Signs and symptoms of the virus should appear between 2 and 14 days after exposure. These symptoms can range from being mild to being severe and have been known to cause death. However, severe cases of this disease have been mostly noted in individuals of older age or with significant preexisting medical conditions.
At the current time, it is believed that these symptoms are more likely due to influenza but an abundance of caution should always be taken with any type of respiratory illness.
Symptoms of COVID-19 may include:
• Shortness of breath or difficulty breathing
There is currently no vaccine available for COVID-19 and the best way to avoid infection is to prevent exposure to the virus.
Per the CDC, the best ways to prevent exposure include:
• Practice social distancing - avoid close contact with others and from attending gatherings, events or places of business with groups of 10 or more present.
• Avoid touching your face, eyes, nose, and mouth.
• Stay home when you are sick.
• Cover your cough or sneeze with a tissue, then throw the tissue in the trash.
• Clean and disinfect frequently touched objects and surfaces using a regular household cleaning spray or wipe.
• Wash your hands often with soap and water for at least 20 seconds, especially after going to the bathroom; before eating; and after
blowing your nose, coughing, or sneezing.
○ If soap and water are not readily available, use an alcohol-based hand sanitizer with at least 60% alcohol. Always wash hands
with soap and water if hands are visibly dirty.
When you show signs of any type of respiratory illness, it is also recommended that you wear a face mask - particularly if going out into public is unavoidable.

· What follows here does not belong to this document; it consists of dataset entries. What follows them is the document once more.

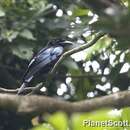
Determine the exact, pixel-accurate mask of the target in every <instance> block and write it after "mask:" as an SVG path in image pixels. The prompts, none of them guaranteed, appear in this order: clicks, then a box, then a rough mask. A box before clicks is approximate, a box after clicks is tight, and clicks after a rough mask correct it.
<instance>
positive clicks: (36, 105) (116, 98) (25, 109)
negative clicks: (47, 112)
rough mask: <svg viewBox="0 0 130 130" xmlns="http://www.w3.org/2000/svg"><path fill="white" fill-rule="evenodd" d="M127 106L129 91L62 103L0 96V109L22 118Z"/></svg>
mask: <svg viewBox="0 0 130 130" xmlns="http://www.w3.org/2000/svg"><path fill="white" fill-rule="evenodd" d="M127 106H130V91H124V92H118V93H114V94H111V95H107V96H102V97H96V98H93V99H85V100H82V101H76V102H69V101H63V100H58V99H57V98H54V97H46V96H34V95H33V96H17V95H9V94H0V109H4V110H5V111H6V110H8V111H15V112H17V114H21V115H23V116H24V115H25V116H27V115H28V114H29V115H30V116H31V117H32V116H36V115H39V114H42V113H45V112H55V111H64V112H67V113H73V112H89V111H92V110H97V109H100V108H104V107H111V108H113V107H115V108H123V107H127Z"/></svg>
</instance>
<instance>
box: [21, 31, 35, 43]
mask: <svg viewBox="0 0 130 130" xmlns="http://www.w3.org/2000/svg"><path fill="white" fill-rule="evenodd" d="M20 36H22V37H24V38H26V39H29V40H36V39H35V38H34V36H33V34H32V32H31V31H30V30H28V29H24V30H23V31H22V32H21V33H20Z"/></svg>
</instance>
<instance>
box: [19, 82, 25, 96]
mask: <svg viewBox="0 0 130 130" xmlns="http://www.w3.org/2000/svg"><path fill="white" fill-rule="evenodd" d="M26 86H27V83H26V82H24V83H22V85H21V86H20V88H19V90H18V93H17V95H20V94H21V93H22V92H23V90H24V88H25V87H26Z"/></svg>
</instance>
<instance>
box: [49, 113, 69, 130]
mask: <svg viewBox="0 0 130 130" xmlns="http://www.w3.org/2000/svg"><path fill="white" fill-rule="evenodd" d="M48 122H49V123H50V124H51V125H52V126H53V127H54V128H55V129H56V130H67V128H68V118H67V115H66V114H65V113H64V112H57V113H55V114H53V115H52V116H50V117H49V118H48Z"/></svg>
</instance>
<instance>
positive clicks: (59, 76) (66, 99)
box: [0, 0, 130, 130]
mask: <svg viewBox="0 0 130 130" xmlns="http://www.w3.org/2000/svg"><path fill="white" fill-rule="evenodd" d="M129 6H130V1H129V0H122V1H118V0H106V1H105V2H104V1H103V0H99V1H98V0H95V1H91V0H86V1H85V0H69V1H67V0H58V1H57V0H0V87H3V88H6V89H16V88H18V87H19V86H20V84H21V81H22V76H23V74H24V72H25V70H26V69H27V66H28V63H29V61H30V59H31V57H32V56H33V55H34V54H35V53H36V52H37V51H38V50H40V49H41V48H43V47H44V46H46V44H47V43H48V41H50V40H52V39H55V38H65V39H69V40H71V41H73V42H74V43H75V46H80V45H83V44H87V42H89V41H90V40H92V39H94V37H95V36H96V34H98V33H99V32H104V33H106V34H107V35H105V36H104V37H102V38H101V39H100V40H99V41H98V42H96V43H95V44H94V45H93V46H92V47H90V48H87V49H86V50H84V51H81V52H77V53H76V54H73V55H72V56H71V57H69V58H67V59H66V60H64V62H63V63H61V64H60V66H58V68H57V74H56V76H54V77H53V80H47V84H46V86H44V87H43V88H42V89H41V91H42V92H43V95H45V94H46V95H48V96H54V97H57V98H63V99H64V100H69V101H78V100H82V99H89V98H93V97H99V96H104V95H109V94H111V93H115V92H118V91H122V90H129V89H130V79H129V78H130V70H129V69H130V49H129V47H130V44H129V40H130V8H129ZM41 80H43V82H44V81H45V79H44V78H43V79H41ZM54 81H55V82H54ZM37 83H39V81H35V83H32V84H30V86H34V87H35V85H37ZM103 112H104V111H103ZM11 114H12V115H11ZM11 114H10V115H8V114H7V113H6V112H1V111H0V115H1V117H0V118H1V119H0V122H1V121H2V122H3V123H2V124H3V125H1V126H0V128H1V129H2V130H4V129H5V128H6V130H7V129H8V128H9V126H10V125H9V124H10V123H9V122H8V120H10V119H11V117H13V119H14V120H15V121H16V120H17V122H20V123H21V122H22V123H21V124H22V125H20V124H18V123H16V124H17V125H14V126H13V125H12V130H15V129H18V128H19V127H21V126H26V127H27V128H28V126H31V125H32V124H31V123H30V121H29V123H27V121H25V122H26V123H25V122H24V120H23V119H21V118H20V119H19V120H18V118H17V117H16V119H15V116H14V115H15V114H14V113H11ZM5 115H6V116H5ZM97 116H99V115H97ZM5 117H7V118H5ZM4 118H5V120H4ZM14 120H12V122H15V121H14ZM21 120H22V121H21ZM4 123H5V125H4ZM0 124H1V123H0ZM23 124H24V125H23ZM6 126H7V127H6ZM76 128H77V127H76ZM76 128H75V129H76ZM10 129H11V128H10ZM25 129H26V128H25ZM79 129H80V128H79ZM38 130H39V129H38Z"/></svg>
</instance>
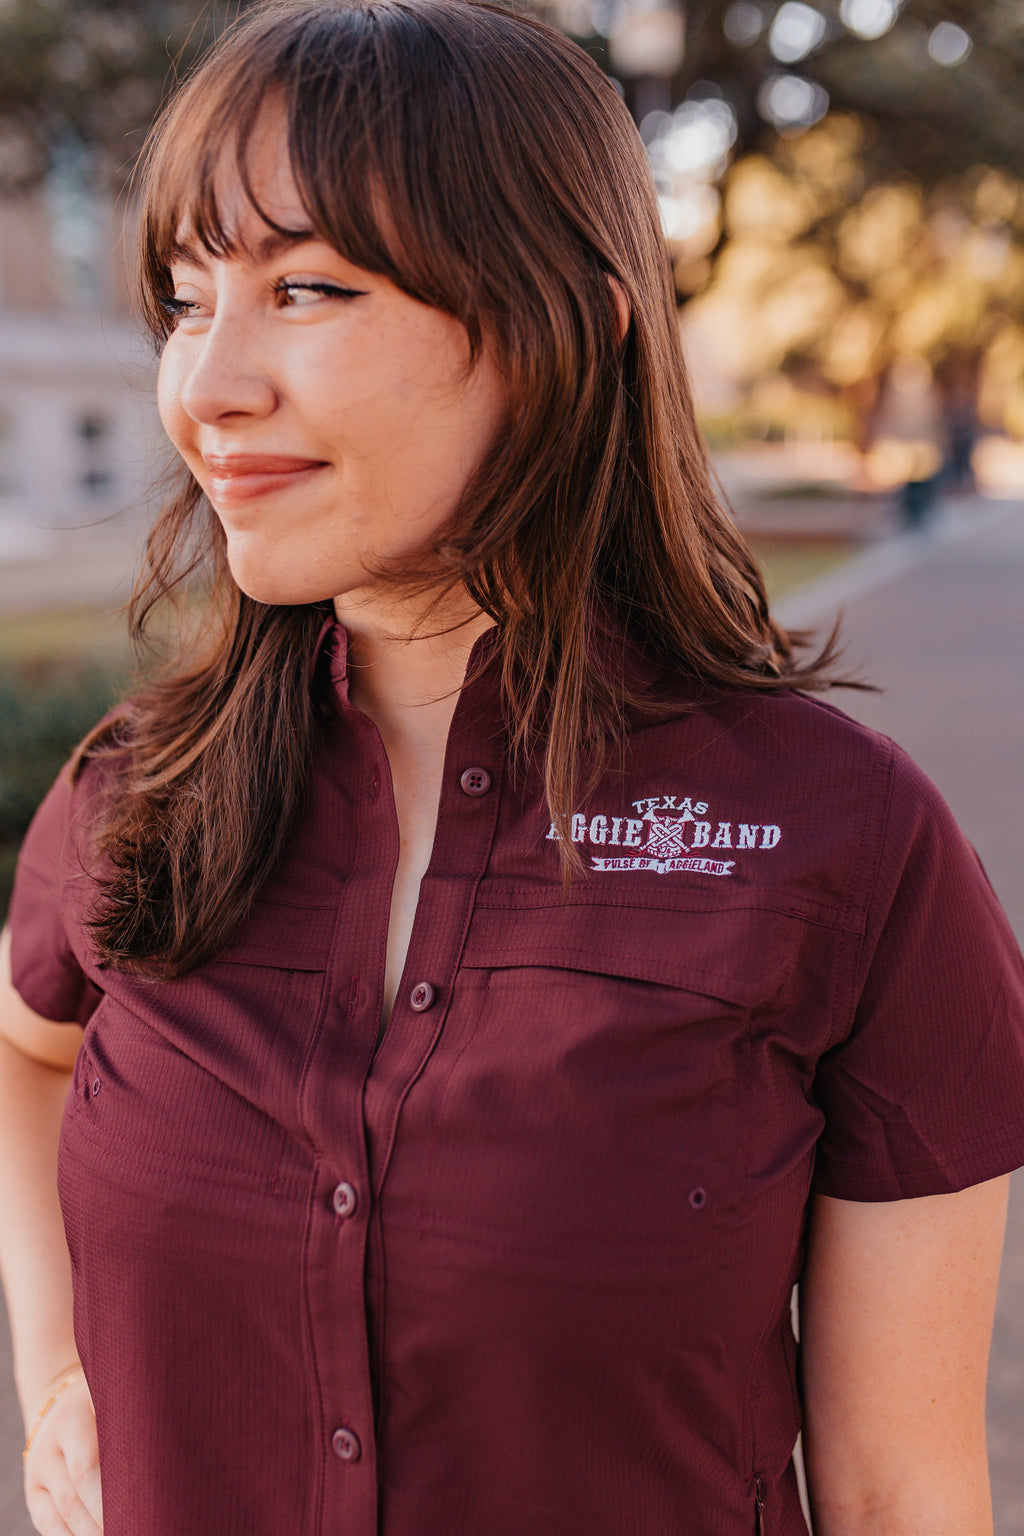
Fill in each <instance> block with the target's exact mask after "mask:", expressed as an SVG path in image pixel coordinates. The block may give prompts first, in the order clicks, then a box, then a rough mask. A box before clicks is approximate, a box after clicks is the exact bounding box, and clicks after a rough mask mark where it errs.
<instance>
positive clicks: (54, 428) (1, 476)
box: [0, 164, 160, 564]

Follow the CDC's recommendations for using a face mask:
• The CDC does not recommend that people who are well wear a face mask to protect themselves from respiratory diseases,
• Face masks should be used by people who show symptoms of COVID-19 (or other respiratory illness) to help prevent the spread of the
disease to others. The use of face masks is also crucial for health workers and people who are taking care of someone in close settings
(at home or in a health care facility).
CDC recommends individuals and families follow everyday preventive measures:
• Voluntary Home Isolation: Stay home when you are sick with respiratory disease symptoms.

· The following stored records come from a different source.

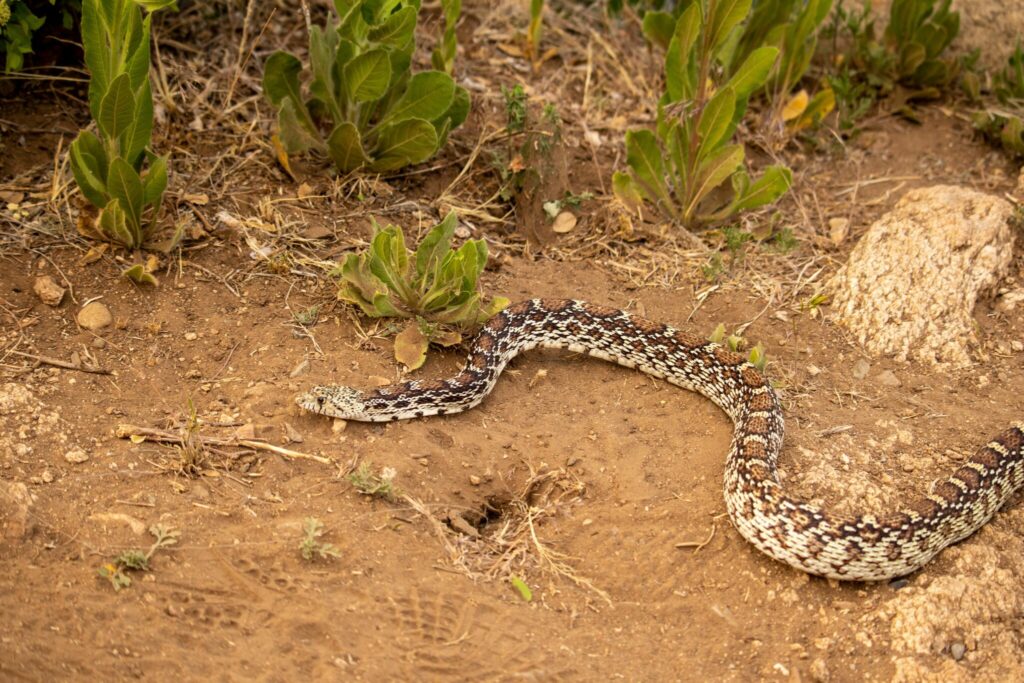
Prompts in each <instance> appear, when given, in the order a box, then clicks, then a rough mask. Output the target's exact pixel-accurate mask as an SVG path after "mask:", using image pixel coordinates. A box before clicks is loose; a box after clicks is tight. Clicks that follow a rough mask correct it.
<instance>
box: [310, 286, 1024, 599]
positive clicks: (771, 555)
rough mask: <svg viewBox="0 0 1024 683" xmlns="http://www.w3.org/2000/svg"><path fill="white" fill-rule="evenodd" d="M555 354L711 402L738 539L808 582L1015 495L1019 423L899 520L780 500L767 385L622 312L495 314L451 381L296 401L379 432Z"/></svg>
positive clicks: (679, 337) (991, 505)
mask: <svg viewBox="0 0 1024 683" xmlns="http://www.w3.org/2000/svg"><path fill="white" fill-rule="evenodd" d="M538 346H541V347H545V348H564V349H568V350H570V351H577V352H581V353H589V354H590V355H593V356H597V357H599V358H604V359H607V360H612V361H614V362H617V364H620V365H622V366H626V367H628V368H636V369H637V370H640V371H642V372H644V373H647V374H648V375H652V376H654V377H657V378H664V379H666V380H668V381H669V382H671V383H672V384H675V385H677V386H680V387H683V388H684V389H688V390H690V391H696V392H698V393H700V394H702V395H703V396H706V397H708V398H710V399H711V400H712V401H714V402H715V403H716V404H717V405H718V407H719V408H721V409H722V410H723V411H725V413H726V414H727V415H728V416H729V418H731V419H732V422H733V424H734V425H735V429H734V433H733V437H732V443H731V445H730V447H729V454H728V458H727V460H726V464H725V503H726V508H727V510H728V513H729V518H730V519H731V520H732V523H733V524H734V525H735V527H736V529H738V531H739V533H740V535H741V536H742V537H743V538H744V539H746V540H748V541H749V542H751V543H752V544H754V545H755V546H756V547H757V548H758V549H760V550H761V551H763V552H765V553H767V554H768V555H770V556H771V557H773V558H775V559H776V560H779V561H781V562H785V563H786V564H790V565H792V566H794V567H797V568H798V569H802V570H803V571H807V572H809V573H813V574H819V575H822V577H828V578H833V579H839V580H848V581H881V580H887V579H892V578H896V577H901V575H903V574H906V573H909V572H911V571H913V570H915V569H918V568H920V567H921V566H923V565H924V564H926V563H927V562H928V561H929V560H931V559H932V558H933V557H935V555H936V554H938V553H939V551H941V550H942V549H943V548H945V547H946V546H949V545H951V544H954V543H956V542H957V541H961V540H963V539H966V538H967V537H969V536H970V535H971V533H973V532H974V531H975V530H977V529H978V528H980V527H981V526H983V525H984V524H985V523H986V522H987V521H988V520H989V519H990V518H991V517H992V515H994V514H995V512H996V511H997V510H998V509H999V508H1000V507H1001V506H1002V505H1004V504H1005V503H1006V502H1007V500H1008V499H1009V498H1010V497H1011V496H1012V495H1013V494H1014V493H1015V492H1016V490H1017V489H1018V488H1020V487H1021V485H1022V483H1024V423H1018V424H1015V425H1014V426H1013V427H1011V428H1009V429H1007V430H1006V431H1004V432H1002V433H1000V434H998V435H997V436H995V437H994V438H992V439H991V440H990V441H989V442H988V443H987V444H986V445H984V446H982V447H981V449H980V450H978V451H977V453H975V454H974V455H973V456H972V457H971V458H970V459H968V460H967V461H966V462H965V463H964V464H963V465H961V466H959V467H958V468H957V469H956V471H955V472H953V474H952V475H951V476H949V477H947V478H945V479H942V480H939V481H937V482H936V483H935V484H934V485H933V486H932V487H931V490H930V492H929V493H928V494H927V495H925V496H921V497H918V498H916V499H914V500H912V501H911V502H909V503H908V504H906V505H905V507H904V508H903V509H902V510H900V511H897V512H891V513H888V514H885V515H870V514H862V515H854V516H843V515H839V514H836V513H833V512H829V511H827V510H824V509H821V508H819V507H817V506H815V505H811V504H810V503H808V502H805V501H801V500H798V499H795V498H793V497H791V496H788V495H787V494H786V493H785V490H784V488H783V486H782V485H781V484H780V483H779V480H778V475H777V472H776V465H777V461H778V456H779V452H780V451H781V447H782V436H783V423H782V411H781V405H780V403H779V399H778V396H777V395H776V393H775V390H774V389H773V388H772V386H771V384H769V383H768V381H767V380H766V379H765V378H764V376H762V374H761V373H760V372H758V370H757V369H755V368H754V367H753V366H752V365H751V364H749V362H746V361H745V359H744V358H743V357H742V356H741V355H739V354H737V353H734V352H732V351H729V350H728V349H726V348H723V347H722V346H720V345H719V344H716V343H713V342H709V341H707V340H703V339H700V338H698V337H696V336H694V335H691V334H687V333H685V332H680V331H678V330H676V329H674V328H671V327H669V326H666V325H662V324H659V323H654V322H651V321H647V319H644V318H642V317H639V316H637V315H632V314H630V313H628V312H626V311H622V310H618V309H614V308H607V307H603V306H597V305H593V304H589V303H586V302H583V301H574V300H547V299H532V300H529V301H523V302H521V303H518V304H515V305H513V306H511V307H509V308H506V309H505V310H504V311H502V312H501V313H499V314H497V315H496V316H494V317H493V318H490V321H489V322H488V323H487V324H486V325H485V326H484V327H483V329H482V330H481V331H480V333H479V334H478V335H477V337H476V340H475V341H474V343H473V346H472V350H471V352H470V355H469V359H468V361H467V364H466V367H465V368H464V369H463V371H462V372H461V373H460V374H459V375H457V376H456V377H453V378H451V379H445V380H436V381H424V380H415V381H410V382H404V383H401V384H394V385H390V386H385V387H382V388H379V389H375V390H370V391H366V392H362V391H358V390H356V389H352V388H349V387H342V386H318V387H314V388H313V389H311V390H310V391H309V392H308V393H305V394H302V395H300V396H299V397H298V399H297V401H298V403H299V405H301V407H302V408H303V409H305V410H308V411H311V412H313V413H318V414H321V415H328V416H334V417H338V418H343V419H345V420H357V421H372V422H383V421H390V420H403V419H408V418H418V417H424V416H428V415H446V414H452V413H459V412H461V411H465V410H468V409H470V408H473V407H474V405H476V404H478V403H479V402H480V401H481V400H483V398H484V397H485V396H486V395H487V394H488V393H489V392H490V390H492V388H493V387H494V386H495V383H496V382H497V381H498V377H499V375H501V373H502V371H503V370H504V368H505V366H506V365H507V364H508V362H509V360H511V359H512V358H513V357H514V356H515V355H516V354H518V353H519V352H521V351H524V350H528V349H531V348H535V347H538Z"/></svg>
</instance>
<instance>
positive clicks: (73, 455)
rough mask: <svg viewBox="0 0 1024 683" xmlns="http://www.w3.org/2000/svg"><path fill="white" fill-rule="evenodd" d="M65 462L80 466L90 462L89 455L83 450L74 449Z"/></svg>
mask: <svg viewBox="0 0 1024 683" xmlns="http://www.w3.org/2000/svg"><path fill="white" fill-rule="evenodd" d="M65 460H67V461H68V462H69V463H74V464H76V465H80V464H82V463H84V462H85V461H87V460H89V454H87V453H86V452H85V451H83V450H82V449H72V450H71V451H69V452H68V453H66V454H65Z"/></svg>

• Respiratory Etiquette: Cover coughs and sneezes with a tissue, then throw it in the trash can.
• Hand Hygiene: Wash hands often with soap and water for at least 20 seconds; especially after going to the bathroom; before eating;
and after blowing your nose, coughing, or sneezing.
○ If soap and water are not readily available, use an alcohol-based hand sanitizer with 60%-95% alcohol.

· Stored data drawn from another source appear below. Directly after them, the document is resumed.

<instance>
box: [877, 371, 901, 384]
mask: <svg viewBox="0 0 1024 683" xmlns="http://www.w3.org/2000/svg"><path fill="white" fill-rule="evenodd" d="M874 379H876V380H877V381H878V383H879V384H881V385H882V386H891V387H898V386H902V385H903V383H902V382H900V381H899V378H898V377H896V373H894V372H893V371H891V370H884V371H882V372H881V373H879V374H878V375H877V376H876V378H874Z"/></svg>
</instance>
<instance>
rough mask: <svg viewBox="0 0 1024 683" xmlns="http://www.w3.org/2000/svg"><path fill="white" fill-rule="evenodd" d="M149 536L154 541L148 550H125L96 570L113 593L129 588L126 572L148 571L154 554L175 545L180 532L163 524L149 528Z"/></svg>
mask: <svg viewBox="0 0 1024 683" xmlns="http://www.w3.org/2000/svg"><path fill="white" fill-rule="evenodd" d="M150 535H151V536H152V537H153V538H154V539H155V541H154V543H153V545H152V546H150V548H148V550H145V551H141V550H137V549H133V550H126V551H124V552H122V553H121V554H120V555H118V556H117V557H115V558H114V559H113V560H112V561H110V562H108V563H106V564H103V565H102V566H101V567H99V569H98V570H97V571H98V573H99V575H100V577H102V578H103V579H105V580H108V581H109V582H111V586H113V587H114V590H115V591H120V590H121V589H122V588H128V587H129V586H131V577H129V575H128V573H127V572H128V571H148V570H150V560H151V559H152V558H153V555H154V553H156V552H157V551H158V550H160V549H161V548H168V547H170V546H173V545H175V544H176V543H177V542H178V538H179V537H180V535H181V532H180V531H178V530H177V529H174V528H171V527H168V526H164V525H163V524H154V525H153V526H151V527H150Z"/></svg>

• Environmental Health Action: Routinely clean frequently touched surfaces and objects.
Routine use of these measures by individuals and their families will increase community resilience and readiness for responding to an outbreak.
WHEN TO SEE A DOCTOR
If you have traveled to China or other international countries in recent weeks or believe that you have been exposed to the virus and begin having symptoms, contact your physician immediately.
Otherwise, please use an abundance of caution in the coming weeks to prevent the spread of COVID-19, influenza or any other respiratory illness.
At Delta Memorial Hospital as well as Delta Health Services, we ask that - if you are having respiratory symptoms of any kind - call our offices prior and speak with medical staff about your symptoms. Please retrieve a mask from check-in staff immediately upon arrival for an appointment at one of our facilities. Please keep your hands as clean as possible and feel free to utilize one of our many hand sanitizer dispensers that are hanging on walls around the hospital as well as the clinic. This will help to keep other patients as well as hospital and clinic staff safe from the spread of these diseases.